Watcher Heartbeat monitor.status query help

Rob2 · July 11, 2018, 3:47pm

Hi,

I've got a Watch set up with Heartbeat input that sends an alert when any system is not responding to pings (i.e. has monitor.status == down) in the last X minutes.

Here is my watch at the moment:

{
  "trigger": {
    "schedule": {
      "interval": "15m"
    }
  },
  "input": {
    "search": {
      "request": {
        "search_type": "query_then_fetch",
        "indices": [
          "heartbeat-*"
        ],
        "types": [],
        "body": {
          "size": 0,
          "query": {
            "bool": {
              "must": [
                {
                  "term": {
                    "monitor.status": {
                      "value": "down"
                    }
                  }
                }
              ],
              "filter": [
                {
                  "range": {
                    "@timestamp": {
                      "from": "now-15m"
                    }
                  }
                }
              ]
            }
          },
          "aggregations": {
            "by_monitors": {
              "terms": {
                "field": "monitor.host",
                "size": 100,
                "min_doc_count": 1
              }
            }
          }
        }
      }
    }
  },
  "condition": {
    "compare": {
      "ctx.payload.hits.total": {
        "gt": 0
      }
    }
  },
  "actions": {
    "send_email": {
      "email": {
        "profile": "standard",
        "to": [
          "###@###.##"
        ],
        "subject": "Unresponsive test systems",
        "body": {
          "html": "{{ctx.payload.hits.total}} system(s) not responding to pings:<P>{{#ctx.payload.aggregations.by_monitors.buckets}}{{key}}<BR>{{/ctx.payload.aggregations.by_monitors.buckets}}"
        }
      }
    }
  }
}

I'd like to change this so that it only triggers when a given system has monitor.status:down currently AND had monitor.status:up just before that (ex. perhaps now-30m)
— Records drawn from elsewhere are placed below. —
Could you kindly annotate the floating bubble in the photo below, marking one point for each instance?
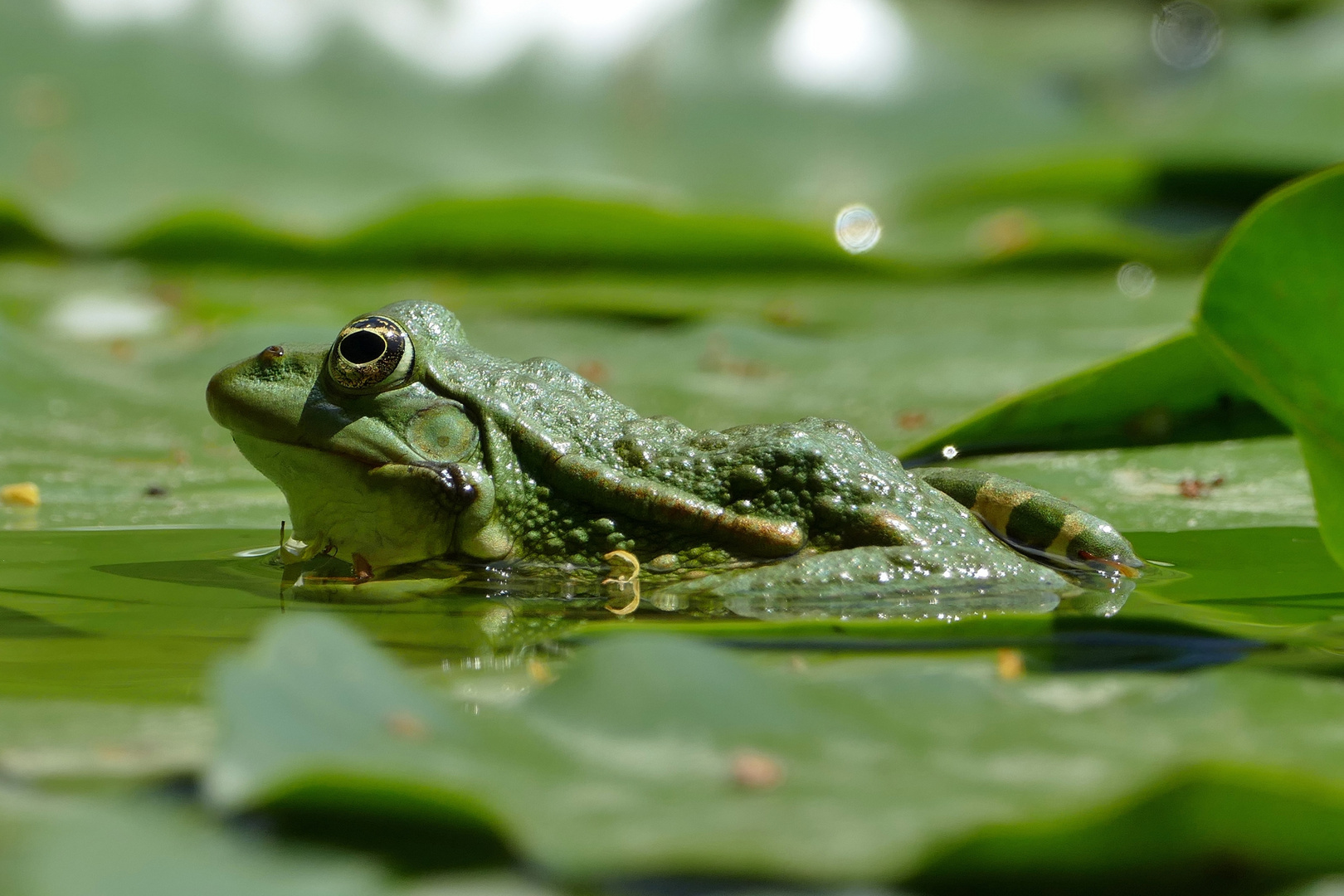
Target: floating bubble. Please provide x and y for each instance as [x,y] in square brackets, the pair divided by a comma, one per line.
[1186,34]
[858,229]
[1136,280]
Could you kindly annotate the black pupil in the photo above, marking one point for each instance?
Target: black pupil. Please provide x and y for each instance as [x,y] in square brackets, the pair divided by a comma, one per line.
[363,347]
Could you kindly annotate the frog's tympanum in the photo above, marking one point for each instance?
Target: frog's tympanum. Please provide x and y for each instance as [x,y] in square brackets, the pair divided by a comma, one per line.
[401,444]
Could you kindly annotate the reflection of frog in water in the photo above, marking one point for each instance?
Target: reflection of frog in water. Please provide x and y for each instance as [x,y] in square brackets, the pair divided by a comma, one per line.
[402,444]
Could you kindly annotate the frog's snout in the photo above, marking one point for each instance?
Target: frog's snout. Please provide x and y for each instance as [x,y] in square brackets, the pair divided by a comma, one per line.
[262,395]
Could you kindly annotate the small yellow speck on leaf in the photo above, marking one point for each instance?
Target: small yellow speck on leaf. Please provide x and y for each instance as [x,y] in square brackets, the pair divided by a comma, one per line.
[1010,664]
[407,726]
[539,672]
[21,494]
[626,568]
[756,770]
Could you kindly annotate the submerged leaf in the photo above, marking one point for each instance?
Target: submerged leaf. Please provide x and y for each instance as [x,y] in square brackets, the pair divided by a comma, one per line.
[632,762]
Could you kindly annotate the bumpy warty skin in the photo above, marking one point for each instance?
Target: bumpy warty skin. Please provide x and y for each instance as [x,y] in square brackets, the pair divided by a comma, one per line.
[541,422]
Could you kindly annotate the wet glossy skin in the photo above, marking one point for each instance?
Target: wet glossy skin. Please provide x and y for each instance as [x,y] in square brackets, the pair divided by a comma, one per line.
[402,444]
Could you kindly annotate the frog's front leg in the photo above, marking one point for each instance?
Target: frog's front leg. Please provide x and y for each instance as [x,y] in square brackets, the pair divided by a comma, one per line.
[1034,520]
[468,494]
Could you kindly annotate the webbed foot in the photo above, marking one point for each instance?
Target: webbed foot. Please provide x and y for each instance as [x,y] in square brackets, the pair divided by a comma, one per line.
[1035,522]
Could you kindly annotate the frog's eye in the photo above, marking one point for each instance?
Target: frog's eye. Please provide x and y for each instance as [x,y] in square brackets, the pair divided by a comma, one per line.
[373,353]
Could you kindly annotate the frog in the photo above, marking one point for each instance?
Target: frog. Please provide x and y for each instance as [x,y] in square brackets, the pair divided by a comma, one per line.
[401,444]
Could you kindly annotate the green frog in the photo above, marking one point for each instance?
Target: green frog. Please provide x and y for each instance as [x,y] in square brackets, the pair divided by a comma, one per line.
[401,444]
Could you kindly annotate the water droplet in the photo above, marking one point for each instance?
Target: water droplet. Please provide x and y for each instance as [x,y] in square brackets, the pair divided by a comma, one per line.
[858,229]
[1136,280]
[108,316]
[1186,34]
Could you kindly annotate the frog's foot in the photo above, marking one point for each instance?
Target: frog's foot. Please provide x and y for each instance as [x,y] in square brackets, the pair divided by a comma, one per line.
[1036,522]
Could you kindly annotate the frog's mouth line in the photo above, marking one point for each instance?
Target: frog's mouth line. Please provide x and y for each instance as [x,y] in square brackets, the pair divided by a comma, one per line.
[340,500]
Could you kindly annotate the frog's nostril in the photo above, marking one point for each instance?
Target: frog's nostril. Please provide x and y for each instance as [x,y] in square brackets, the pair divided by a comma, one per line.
[363,347]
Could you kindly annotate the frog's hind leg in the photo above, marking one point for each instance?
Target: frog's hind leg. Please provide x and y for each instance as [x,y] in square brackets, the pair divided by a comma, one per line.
[1035,522]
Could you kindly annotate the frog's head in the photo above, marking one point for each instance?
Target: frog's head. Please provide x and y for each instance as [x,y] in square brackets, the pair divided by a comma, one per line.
[371,460]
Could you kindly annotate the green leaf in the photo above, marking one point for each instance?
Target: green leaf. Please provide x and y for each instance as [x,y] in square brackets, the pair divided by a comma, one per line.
[1273,309]
[518,232]
[1175,488]
[1168,392]
[67,846]
[656,755]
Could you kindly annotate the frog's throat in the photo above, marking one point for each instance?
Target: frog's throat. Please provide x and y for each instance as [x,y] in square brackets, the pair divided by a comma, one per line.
[385,514]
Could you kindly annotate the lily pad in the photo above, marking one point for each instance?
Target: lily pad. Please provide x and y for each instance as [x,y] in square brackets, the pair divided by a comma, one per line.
[656,755]
[71,846]
[1273,314]
[1168,392]
[518,232]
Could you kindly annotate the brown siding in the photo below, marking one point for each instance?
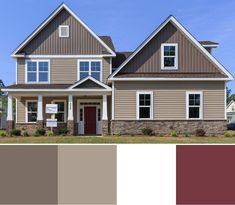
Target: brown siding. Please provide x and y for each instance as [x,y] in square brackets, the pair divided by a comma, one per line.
[190,58]
[48,42]
[169,99]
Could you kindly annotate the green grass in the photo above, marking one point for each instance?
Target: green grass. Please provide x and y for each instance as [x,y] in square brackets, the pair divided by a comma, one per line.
[118,139]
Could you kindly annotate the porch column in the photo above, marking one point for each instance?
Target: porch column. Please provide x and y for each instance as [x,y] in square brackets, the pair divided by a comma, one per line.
[70,122]
[105,126]
[10,122]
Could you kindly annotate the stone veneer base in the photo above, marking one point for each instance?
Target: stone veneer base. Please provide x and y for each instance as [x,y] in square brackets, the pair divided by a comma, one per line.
[134,127]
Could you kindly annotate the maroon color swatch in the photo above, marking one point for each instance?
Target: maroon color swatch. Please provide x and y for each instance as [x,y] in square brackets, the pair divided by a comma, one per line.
[205,174]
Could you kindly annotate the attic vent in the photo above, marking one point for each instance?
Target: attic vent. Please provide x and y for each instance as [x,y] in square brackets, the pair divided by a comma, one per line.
[64,31]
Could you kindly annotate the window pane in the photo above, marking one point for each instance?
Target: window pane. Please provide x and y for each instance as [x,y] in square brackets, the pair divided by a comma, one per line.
[32,117]
[169,61]
[43,77]
[144,112]
[83,75]
[32,77]
[32,106]
[59,117]
[96,75]
[84,66]
[32,66]
[43,66]
[95,66]
[194,112]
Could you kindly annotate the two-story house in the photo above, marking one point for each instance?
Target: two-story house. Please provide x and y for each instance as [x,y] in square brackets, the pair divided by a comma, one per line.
[170,82]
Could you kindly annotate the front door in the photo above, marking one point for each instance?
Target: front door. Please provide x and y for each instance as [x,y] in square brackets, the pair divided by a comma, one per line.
[90,120]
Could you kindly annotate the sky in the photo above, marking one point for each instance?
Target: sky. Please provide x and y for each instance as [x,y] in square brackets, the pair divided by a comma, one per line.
[128,22]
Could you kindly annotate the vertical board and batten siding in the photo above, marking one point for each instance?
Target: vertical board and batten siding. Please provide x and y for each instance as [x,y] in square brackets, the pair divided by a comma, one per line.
[169,99]
[190,58]
[79,42]
[63,70]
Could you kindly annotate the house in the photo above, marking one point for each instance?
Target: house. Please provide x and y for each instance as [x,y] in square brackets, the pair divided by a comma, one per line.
[231,112]
[171,82]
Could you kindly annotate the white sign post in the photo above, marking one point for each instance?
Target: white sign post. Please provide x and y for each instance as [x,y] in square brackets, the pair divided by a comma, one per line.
[51,109]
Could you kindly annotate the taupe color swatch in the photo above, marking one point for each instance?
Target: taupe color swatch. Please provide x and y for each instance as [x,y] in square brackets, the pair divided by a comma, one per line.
[28,174]
[87,174]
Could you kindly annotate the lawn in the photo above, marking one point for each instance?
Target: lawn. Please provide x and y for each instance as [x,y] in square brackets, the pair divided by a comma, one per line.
[118,139]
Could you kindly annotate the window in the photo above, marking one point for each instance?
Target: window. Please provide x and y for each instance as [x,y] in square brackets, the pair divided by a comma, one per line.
[194,105]
[64,31]
[144,105]
[31,111]
[169,56]
[37,71]
[90,68]
[60,115]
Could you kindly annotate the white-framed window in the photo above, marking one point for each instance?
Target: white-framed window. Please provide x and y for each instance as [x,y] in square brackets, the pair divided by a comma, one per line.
[31,111]
[169,56]
[194,105]
[61,114]
[144,105]
[64,31]
[91,68]
[37,71]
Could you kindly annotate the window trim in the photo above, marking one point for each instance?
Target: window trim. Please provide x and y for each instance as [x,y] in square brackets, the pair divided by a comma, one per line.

How would that be done? Can a transform be used to search a second time using the monitor.host or monitor.id values returned by the above query to find the ones that has monitor.status:up earlier? Any examples or suggestions would be much appreciated.

spinscale · July 13, 2018, 10:59am

hey,

this would be pretty complicated to do in such a generic watch that monitors all your hosts. If you have a watch per host, you could simply call the Ack Watch API yourself to silence a watch after it fires.

Hope this helps!

--Alex

Rob2 · July 13, 2018, 6:27pm

@spinscale, thanks Alex. Right after firing an email and/or Slack notification, can the "actions" section of a watch be made to acknowledge the action to silence it until after the watch passes? Could you show me what that would look like?

ps. I'm currently completely stuck at the moment where I can't get back to editing my watches:

Is there a way I can edit or remove the problem watch so I can continue working?

spinscale · July 17, 2018, 6:50am

Hey,

I think you may be running into this kibana issue: https://github.com/elastic/kibana/issues/18532

First, can you share the full watch and your elasticsearch.yml slack configuration? You can do this using the dev tools console and just run the Get Watch API

Also, which version of Elasticsearch and Kibana are you running on?

I suppose that it might be easier to use the dev tools for editing watches or adding a to parameter in the dev tools, so that your watch UI should be back to working.

I'll try to get a fix in, once all the information is provided.

Thank you!

--Alex

Rob2 · July 17, 2018, 10:45pm

Thanks Alex, replied to you on the other post.

system · August 14, 2018, 10:45pm

This topic was automatically closed 28 days after the last reply. New replies are no longer allowed.